Вышел усатый армянин в фартуке из толстой резины. Молча показал, что можно заезжать. Так же молча отстранил Лозинского от двери. Тот отбросил его руку, рванулся вперед и через секунду был внутри. Армянин, флегматично пожав плечами, вошел следом и протянул Лозинскому резиновый фартук. Жестом велел надеть.
Лозинский, путаясь в завязках и чертыхаясь, облачился в резиновый кошмар и огляделся. В комнате было темно. Глухие стены без окон выкрашены темно-коричневой краской. Низкий потолок давит на голову.
Иду положили на узкий, похожий на операционный, стол. Над столом висел колпак, прикрепленный к железному стержню.
«Похоже на пыточный станок», — подумал Лозинский.
Санитары вышли. Армянин скрылся за стеклянной перегородкой. Вдруг что-то загудело, заурчало, колпак сдвинулся с места и на своей длинной ноге принялся ползать над Идой взад-вперед. Так же внезапно, как возник, звук смолк. Колпак остановился.
Армянин не появлялся. Санитары тоже.
Лозинский не знал, что делать. Толкнул было дверь, но та оказалась заперта.
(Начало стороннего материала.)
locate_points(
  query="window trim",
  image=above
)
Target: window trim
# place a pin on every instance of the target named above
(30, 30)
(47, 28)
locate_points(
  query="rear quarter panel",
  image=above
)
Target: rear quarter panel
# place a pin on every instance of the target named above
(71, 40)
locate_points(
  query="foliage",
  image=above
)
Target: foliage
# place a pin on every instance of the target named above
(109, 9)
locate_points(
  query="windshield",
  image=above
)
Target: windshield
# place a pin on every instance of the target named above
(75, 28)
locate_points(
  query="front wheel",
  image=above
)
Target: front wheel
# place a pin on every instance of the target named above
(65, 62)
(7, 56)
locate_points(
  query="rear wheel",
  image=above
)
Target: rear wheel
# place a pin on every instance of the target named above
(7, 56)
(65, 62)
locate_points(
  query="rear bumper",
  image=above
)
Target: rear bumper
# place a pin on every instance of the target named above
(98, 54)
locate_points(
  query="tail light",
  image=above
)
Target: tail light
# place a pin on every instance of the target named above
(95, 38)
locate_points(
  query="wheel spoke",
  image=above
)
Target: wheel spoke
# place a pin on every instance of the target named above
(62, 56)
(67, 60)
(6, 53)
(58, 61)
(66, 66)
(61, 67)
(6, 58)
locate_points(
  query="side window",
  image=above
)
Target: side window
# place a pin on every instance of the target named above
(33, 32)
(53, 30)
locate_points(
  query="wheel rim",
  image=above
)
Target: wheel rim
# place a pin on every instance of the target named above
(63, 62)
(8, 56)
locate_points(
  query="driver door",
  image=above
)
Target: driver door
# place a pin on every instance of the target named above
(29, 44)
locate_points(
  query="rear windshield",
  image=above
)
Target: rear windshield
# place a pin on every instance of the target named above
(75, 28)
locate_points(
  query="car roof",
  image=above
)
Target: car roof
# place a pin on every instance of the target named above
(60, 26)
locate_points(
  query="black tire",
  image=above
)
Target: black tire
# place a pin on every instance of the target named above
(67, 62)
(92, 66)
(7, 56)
Он стоял посреди темной комнаты, опустив руки, глядя на Иду, недвижимо лежащую на нелепом высоком столе, и чувствовал себя персонажем приключенческого романа, которого обманом заманили в подвалы и оставили на съедение крысам.
Ему стало страшно. Взмокли ладони. По спине пробежала струйка пота. Как глупо! Что он, мальчишка, что ли? Надо взять себя в руки! Но когда же это кончится?
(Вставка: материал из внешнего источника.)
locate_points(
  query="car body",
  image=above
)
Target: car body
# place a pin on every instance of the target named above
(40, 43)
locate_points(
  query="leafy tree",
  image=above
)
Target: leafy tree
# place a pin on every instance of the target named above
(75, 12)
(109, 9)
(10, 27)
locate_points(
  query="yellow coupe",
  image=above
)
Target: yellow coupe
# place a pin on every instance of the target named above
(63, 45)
Он подошел к Иде и встал рядом, пристально глядя на нее. Именно сейчас — немая, безвольная, слабая — она была полностью покорна ему.
«Если бы так было всегда!» — подумал Лозинский, и жаркое нестерпимое желание поднялось в нем.
Он положил руку на грудь Иды и тут же отдернул, словно обжегшись. Что он делает! Не иначе он сошел с ума! Но если бы она была такой всегда! Если бы! Если бы!
Он поспешно отвернулся и отошел к двери.
Прошло десять минут. Пятнадцать. Двадцать.
Через полчаса флегматичный армянин появился из-за своей загородки, насвистывая восточный мотивчик и помахивая мокрым куском пленки величиной с полгазетного листа. Пленку он сунул Лозинскому, а сам отпер железную дверь и знаком велел санитарам войти.
Лозинский взглянул на пленку. Ничего не видно.
А санитары уже выкатывали Иду обратно в коридор. И сам он спешил вслед за ними.
По коридору навстречу им уже шел молодой улыбчивый доктор с тонким лицом классика турецкой литературы, жал Лозинскому руку, с легким мягким акцентом говорил что-то приветливое, ловко вынимал у него из рук пленку, поднимал к лампиону, хмурился, качал головой и пару раз даже цокнул языком. И увлекал, увлекал за собой прочь от ужасной железной двери.
В кабинете доктора белые кружевные занавески парили над открытыми окнами, из сада в комнату заглядывали цветущие розовые кусты, а сам кабинет был похож скорее на нарядную гостиную летнего дома, нежели на прибежище сурового эскулапа: кресла, обитые цветастым ситцем, низкие столики, этажерки с книгами и безделушками. Только рабочий стол доктора, заваленный бумагами, выбивался из общей праздной картины.